Chief Executive’s Blog
July 5, 2013 § Leave a comment
Up at the Highland Wildlife Park our twin Amur tiger cubs have started to say hello to their fans this week, with visitors now allowed access to the viewing window into the tiger house. At five weeks old, this wobbly duo is starting to explore their surroundings, with mum Dominika keeping a very close eye on them. Over the next few weeks they will be gradually allowed access to their outdoor enclosure and will be introduced to father Marty. Marty has already seen his youngsters through wire mesh doors and keepers are confident he will be a great dad.
Still at the Highland Wildlife Park our resident photographer managed to capture this amazing photograph of our female arctic fox, Elf, as she has started to develop her summer coat. Contrary to popular belief, arctic foxes are not pure white all year round but turn a sooty, brown-grey during the warmer months, which helps them camouflage in the tundra landscape once the snow has melted. Their summer coat is also significantly lighter and thinner than their thick, fluffy winter coat.
At Edinburgh Zoo we have had some exciting new births in our primates and hoofstock sections, including a Drill, Barbary macaque, pudu calf and a lesser kudu calf. The Highland Wildlife Park baby boom continues with two eastern kiang foals, and four Himalayan tahr lambs. The European wolf pups have also started to explore Wolf Wood, much to the delight of visitors.
Also at Edinburgh Zoo, as part of summer holidays the RZSS Conservation in Action exhibition will be launching on Monday 8th July in Budongo Trail. The exhibition will give visitors both young and old the opportunity to get hands on and learn more about some of the Royal Zoological Society of Scotland’s key conservation projects. It will focus on four in-situ conservation projects: The Scottish Beaver Trial, Highland Tiger project, Budongo Conservation Field Station in Uganda and the Pantanal Conservation and Research Initiative. There will be information explaining the story behind each conservation project as well as activities for all ages that will provide people with the opportunity to experience some of the crucial work that goes into each of the featured conservation field projects.
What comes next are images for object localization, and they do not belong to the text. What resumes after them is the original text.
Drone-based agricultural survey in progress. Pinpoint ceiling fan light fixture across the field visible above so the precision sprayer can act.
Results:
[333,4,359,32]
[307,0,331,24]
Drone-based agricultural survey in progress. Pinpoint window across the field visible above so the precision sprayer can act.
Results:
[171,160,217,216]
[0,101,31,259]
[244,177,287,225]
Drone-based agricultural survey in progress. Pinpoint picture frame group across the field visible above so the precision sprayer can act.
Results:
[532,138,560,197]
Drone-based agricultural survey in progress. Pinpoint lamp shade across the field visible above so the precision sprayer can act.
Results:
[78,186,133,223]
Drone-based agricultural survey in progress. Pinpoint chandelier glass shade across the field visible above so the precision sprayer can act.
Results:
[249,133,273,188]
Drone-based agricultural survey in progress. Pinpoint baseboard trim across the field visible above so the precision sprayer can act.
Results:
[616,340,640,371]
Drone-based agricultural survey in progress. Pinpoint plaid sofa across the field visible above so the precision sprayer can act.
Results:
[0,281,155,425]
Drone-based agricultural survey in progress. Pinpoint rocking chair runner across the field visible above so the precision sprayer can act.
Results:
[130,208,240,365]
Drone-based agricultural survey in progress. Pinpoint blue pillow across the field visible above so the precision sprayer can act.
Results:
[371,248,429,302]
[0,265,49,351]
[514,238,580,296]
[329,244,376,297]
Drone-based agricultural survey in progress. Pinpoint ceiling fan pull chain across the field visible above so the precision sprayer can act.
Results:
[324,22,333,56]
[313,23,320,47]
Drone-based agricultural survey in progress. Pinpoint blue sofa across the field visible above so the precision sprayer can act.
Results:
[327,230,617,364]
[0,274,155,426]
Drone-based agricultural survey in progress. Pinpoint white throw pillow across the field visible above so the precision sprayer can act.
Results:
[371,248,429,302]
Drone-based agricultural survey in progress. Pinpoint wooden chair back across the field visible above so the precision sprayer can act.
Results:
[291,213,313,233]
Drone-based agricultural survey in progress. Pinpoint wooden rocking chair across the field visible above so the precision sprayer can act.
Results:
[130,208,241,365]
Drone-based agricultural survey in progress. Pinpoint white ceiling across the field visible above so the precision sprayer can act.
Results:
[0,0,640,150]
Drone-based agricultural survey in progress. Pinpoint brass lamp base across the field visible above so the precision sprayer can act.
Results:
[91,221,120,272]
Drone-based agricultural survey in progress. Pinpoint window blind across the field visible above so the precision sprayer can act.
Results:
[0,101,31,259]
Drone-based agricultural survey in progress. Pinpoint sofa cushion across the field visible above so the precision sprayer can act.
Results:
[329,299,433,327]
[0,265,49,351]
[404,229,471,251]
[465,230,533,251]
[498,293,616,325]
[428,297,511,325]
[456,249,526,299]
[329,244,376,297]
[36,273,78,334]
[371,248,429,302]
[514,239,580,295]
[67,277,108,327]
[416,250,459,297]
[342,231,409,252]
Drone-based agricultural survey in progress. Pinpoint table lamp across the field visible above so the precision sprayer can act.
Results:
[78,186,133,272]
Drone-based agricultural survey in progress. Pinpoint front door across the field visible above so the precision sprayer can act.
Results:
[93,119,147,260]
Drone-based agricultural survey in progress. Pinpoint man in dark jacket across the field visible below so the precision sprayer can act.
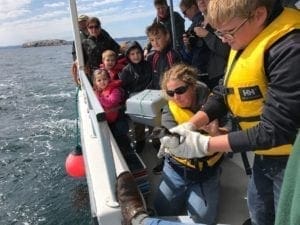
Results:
[82,17,120,81]
[144,0,184,55]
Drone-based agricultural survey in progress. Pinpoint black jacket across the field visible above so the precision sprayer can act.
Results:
[119,41,153,97]
[146,45,181,90]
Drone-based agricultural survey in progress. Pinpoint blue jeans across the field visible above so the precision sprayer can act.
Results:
[248,155,288,225]
[154,159,221,224]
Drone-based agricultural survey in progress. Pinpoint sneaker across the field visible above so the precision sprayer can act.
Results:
[135,140,145,153]
[152,161,164,175]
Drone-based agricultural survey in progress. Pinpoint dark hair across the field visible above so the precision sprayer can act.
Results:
[87,17,101,26]
[179,0,198,8]
[146,22,169,37]
[154,0,168,6]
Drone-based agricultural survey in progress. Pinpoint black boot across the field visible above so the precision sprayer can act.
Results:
[135,140,146,153]
[117,171,146,225]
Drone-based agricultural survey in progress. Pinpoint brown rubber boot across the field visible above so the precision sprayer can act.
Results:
[117,171,146,225]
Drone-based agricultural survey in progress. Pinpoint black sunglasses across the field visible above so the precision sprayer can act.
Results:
[166,85,189,97]
[88,25,100,29]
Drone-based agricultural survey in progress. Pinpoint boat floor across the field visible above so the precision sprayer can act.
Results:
[139,142,249,225]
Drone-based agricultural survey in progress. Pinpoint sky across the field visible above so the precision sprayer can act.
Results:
[0,0,188,46]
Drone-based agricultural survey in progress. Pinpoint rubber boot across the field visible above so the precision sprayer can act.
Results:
[117,171,146,225]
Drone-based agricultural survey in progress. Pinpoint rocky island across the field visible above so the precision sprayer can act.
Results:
[22,39,70,48]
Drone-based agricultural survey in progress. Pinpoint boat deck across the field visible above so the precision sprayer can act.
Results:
[139,142,249,225]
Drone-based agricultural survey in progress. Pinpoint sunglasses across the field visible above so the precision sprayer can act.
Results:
[182,6,192,16]
[215,17,249,41]
[166,85,189,97]
[88,25,99,30]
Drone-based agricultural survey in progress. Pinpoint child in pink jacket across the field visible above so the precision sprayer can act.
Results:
[100,50,124,80]
[93,69,132,155]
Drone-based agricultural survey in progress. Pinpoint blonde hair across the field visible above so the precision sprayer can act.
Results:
[207,0,278,27]
[160,63,198,92]
[102,50,117,59]
[92,69,110,83]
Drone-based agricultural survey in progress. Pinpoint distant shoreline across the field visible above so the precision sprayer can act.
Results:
[0,36,147,49]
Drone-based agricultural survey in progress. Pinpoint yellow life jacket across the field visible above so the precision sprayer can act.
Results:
[224,8,300,155]
[168,101,223,171]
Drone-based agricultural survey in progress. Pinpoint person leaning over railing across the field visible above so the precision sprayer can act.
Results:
[154,64,229,225]
[162,0,300,225]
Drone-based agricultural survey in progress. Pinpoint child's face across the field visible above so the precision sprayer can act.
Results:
[103,57,117,70]
[148,31,170,52]
[128,48,142,64]
[93,74,110,91]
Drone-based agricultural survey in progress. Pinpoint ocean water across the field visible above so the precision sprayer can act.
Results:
[0,45,93,225]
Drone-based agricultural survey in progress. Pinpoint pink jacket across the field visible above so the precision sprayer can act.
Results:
[95,80,124,123]
[100,61,125,80]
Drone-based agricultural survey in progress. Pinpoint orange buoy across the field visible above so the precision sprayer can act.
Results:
[65,145,85,178]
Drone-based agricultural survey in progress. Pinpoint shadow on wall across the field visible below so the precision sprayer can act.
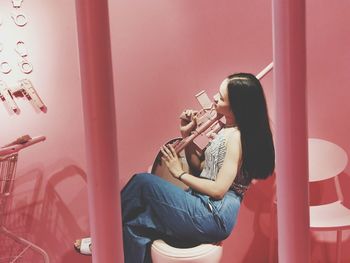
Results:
[310,172,350,263]
[0,165,91,263]
[242,175,276,263]
[38,165,91,263]
[223,175,275,263]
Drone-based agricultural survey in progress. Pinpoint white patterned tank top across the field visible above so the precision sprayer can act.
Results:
[199,129,251,198]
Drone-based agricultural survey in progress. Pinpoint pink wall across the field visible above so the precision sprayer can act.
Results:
[0,0,350,263]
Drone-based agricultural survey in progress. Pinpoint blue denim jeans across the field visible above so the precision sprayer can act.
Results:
[121,173,241,263]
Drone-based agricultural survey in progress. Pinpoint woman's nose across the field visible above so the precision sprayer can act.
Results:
[213,94,219,103]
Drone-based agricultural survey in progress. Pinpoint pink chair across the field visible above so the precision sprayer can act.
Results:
[269,138,350,263]
[147,166,223,263]
[309,139,350,263]
[151,239,223,263]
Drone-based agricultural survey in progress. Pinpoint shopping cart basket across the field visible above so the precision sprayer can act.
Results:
[0,136,49,263]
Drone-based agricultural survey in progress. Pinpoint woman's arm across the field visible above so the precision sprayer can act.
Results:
[162,132,242,199]
[181,132,242,199]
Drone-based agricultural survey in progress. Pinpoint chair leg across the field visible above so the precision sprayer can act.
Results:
[269,208,278,263]
[336,230,342,263]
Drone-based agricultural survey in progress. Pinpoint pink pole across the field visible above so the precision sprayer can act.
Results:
[76,0,123,263]
[273,0,310,263]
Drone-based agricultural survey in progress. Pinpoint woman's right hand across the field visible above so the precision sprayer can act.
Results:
[180,110,198,138]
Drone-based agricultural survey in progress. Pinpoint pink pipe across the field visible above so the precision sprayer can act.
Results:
[76,0,123,263]
[273,0,310,263]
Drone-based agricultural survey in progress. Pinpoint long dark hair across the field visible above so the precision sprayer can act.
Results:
[227,73,275,179]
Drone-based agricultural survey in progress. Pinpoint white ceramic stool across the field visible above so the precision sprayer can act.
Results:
[151,239,223,263]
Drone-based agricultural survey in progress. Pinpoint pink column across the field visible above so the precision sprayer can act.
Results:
[273,0,310,263]
[74,0,123,263]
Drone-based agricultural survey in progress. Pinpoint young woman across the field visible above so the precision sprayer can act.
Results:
[75,73,275,263]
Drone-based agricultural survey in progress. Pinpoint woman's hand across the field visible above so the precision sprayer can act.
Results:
[160,144,183,179]
[180,110,198,138]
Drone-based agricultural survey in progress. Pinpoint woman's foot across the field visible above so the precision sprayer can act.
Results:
[74,237,92,255]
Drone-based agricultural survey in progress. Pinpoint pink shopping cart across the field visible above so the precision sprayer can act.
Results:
[0,135,49,263]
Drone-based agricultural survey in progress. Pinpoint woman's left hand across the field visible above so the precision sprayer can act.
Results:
[160,144,183,178]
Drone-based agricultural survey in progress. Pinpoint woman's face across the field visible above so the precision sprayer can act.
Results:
[214,79,233,116]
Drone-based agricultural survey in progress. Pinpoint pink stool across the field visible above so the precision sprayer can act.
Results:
[151,239,223,263]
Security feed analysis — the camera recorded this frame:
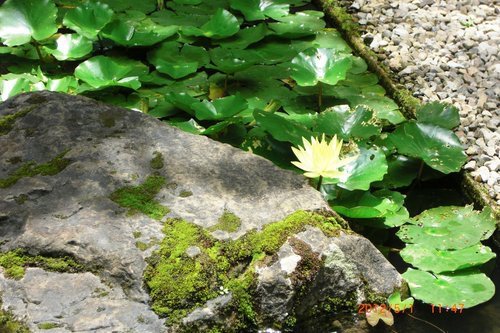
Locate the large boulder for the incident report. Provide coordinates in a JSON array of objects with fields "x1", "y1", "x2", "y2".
[{"x1": 0, "y1": 92, "x2": 401, "y2": 332}]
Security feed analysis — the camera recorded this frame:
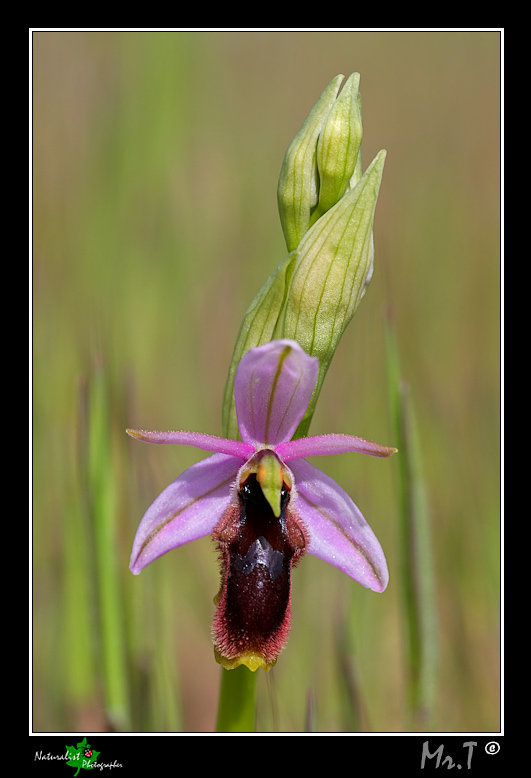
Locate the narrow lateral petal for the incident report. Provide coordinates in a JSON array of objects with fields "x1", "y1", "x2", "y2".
[
  {"x1": 290, "y1": 459, "x2": 389, "y2": 592},
  {"x1": 126, "y1": 430, "x2": 254, "y2": 459},
  {"x1": 275, "y1": 434, "x2": 397, "y2": 462},
  {"x1": 129, "y1": 454, "x2": 241, "y2": 575},
  {"x1": 234, "y1": 339, "x2": 319, "y2": 446}
]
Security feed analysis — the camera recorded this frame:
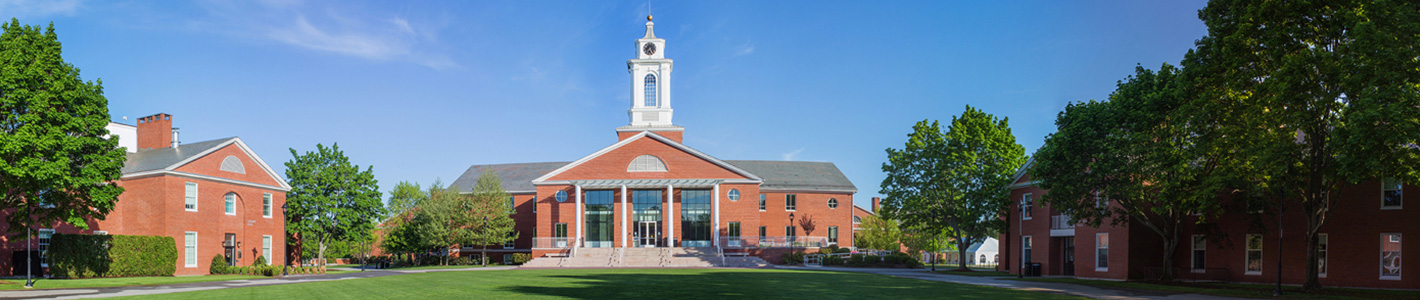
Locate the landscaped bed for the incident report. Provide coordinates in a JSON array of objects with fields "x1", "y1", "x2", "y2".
[{"x1": 113, "y1": 269, "x2": 1079, "y2": 299}]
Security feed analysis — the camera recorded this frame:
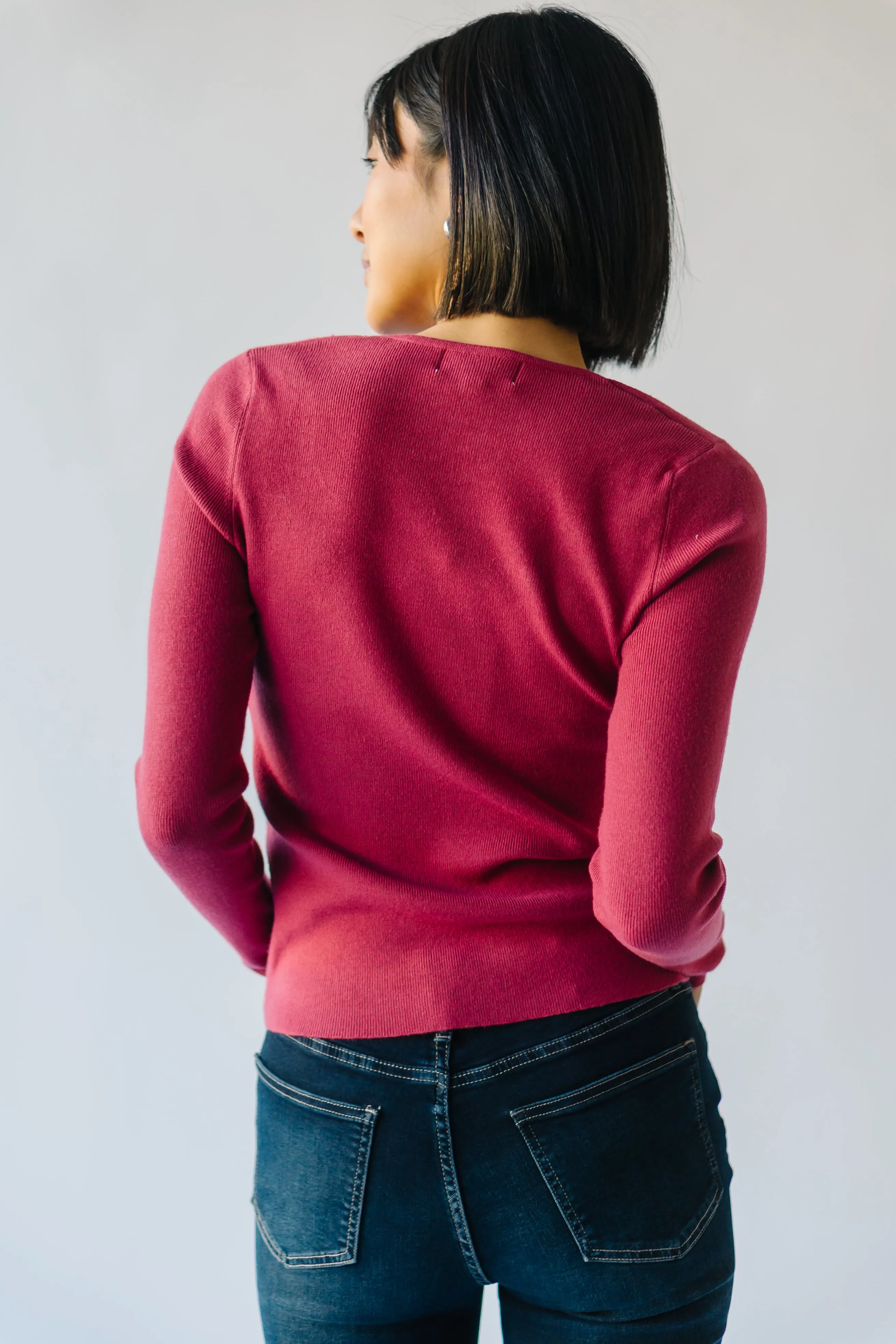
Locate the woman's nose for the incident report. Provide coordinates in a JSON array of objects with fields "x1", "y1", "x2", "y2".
[{"x1": 348, "y1": 206, "x2": 364, "y2": 243}]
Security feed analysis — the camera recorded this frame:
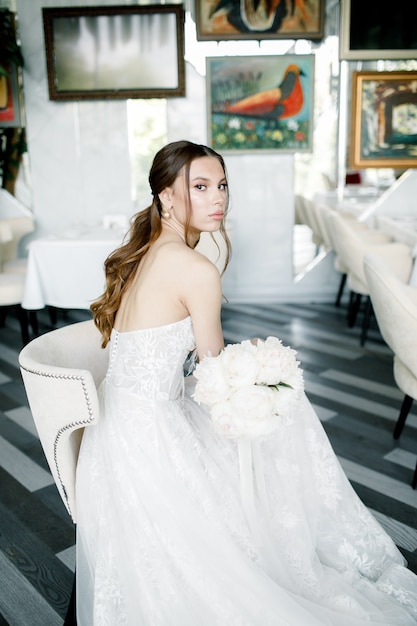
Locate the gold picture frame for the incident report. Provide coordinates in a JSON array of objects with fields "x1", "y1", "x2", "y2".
[
  {"x1": 349, "y1": 71, "x2": 417, "y2": 169},
  {"x1": 42, "y1": 4, "x2": 185, "y2": 100},
  {"x1": 195, "y1": 0, "x2": 325, "y2": 41},
  {"x1": 339, "y1": 0, "x2": 417, "y2": 61}
]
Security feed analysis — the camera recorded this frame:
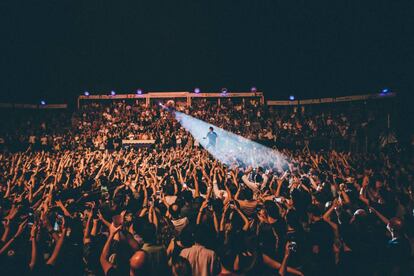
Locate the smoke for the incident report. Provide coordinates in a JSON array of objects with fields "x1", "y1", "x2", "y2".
[{"x1": 175, "y1": 111, "x2": 287, "y2": 171}]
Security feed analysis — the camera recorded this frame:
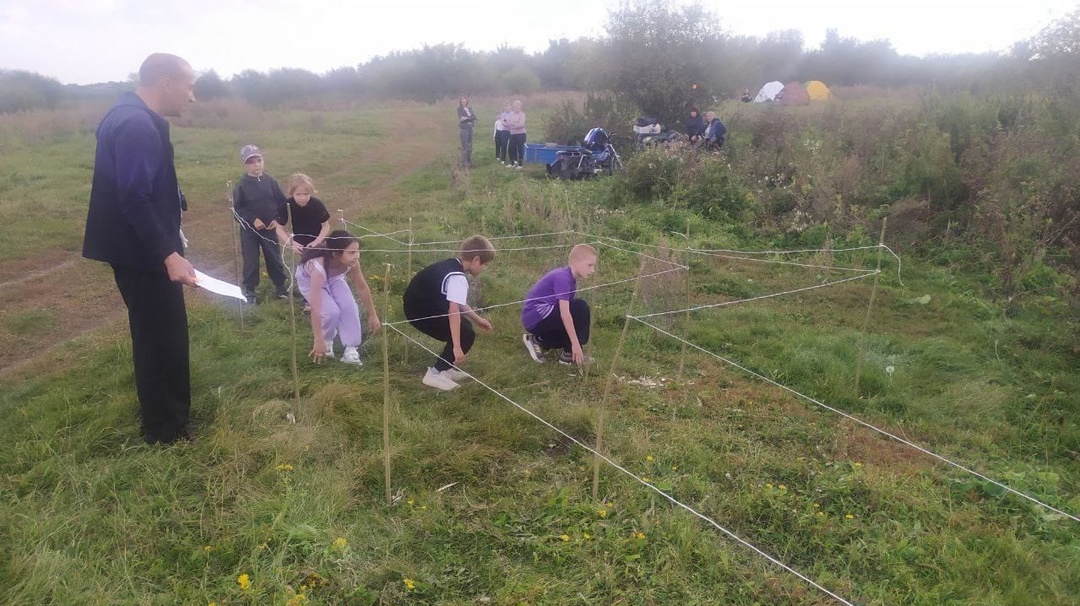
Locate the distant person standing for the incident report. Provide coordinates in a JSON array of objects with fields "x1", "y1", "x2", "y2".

Visitors will be able to see if they can distinguish between a Scottish wildcat and a feral cat, utilising the same identification markers used by field scientists or create a dam similar to a wild beaver’s. They will also be challenged to identify the Zoo’s oldest chimpanzee, Cindy, as a researcher would identify a particular chimp in the Budongo as well as guess the animal tracks found in the Pantanal wetland. More information about RZSS conservation projects can be found at http://www.rzss.org.uk/conservation-programmes
Finally we are offering our members and supporters a once in a lifetime guided tour to China, accompanied by our Director of Pandas and Strategic Innovation, culminating in a visit to one of our partner panda reserves for a special behind the scenes experience. This holiday is offered at a competitive rate through the Travel Company, located in Corstorphine. To register your interest or book your place please visit www.ttce.com/panda or call 0131 625 8188.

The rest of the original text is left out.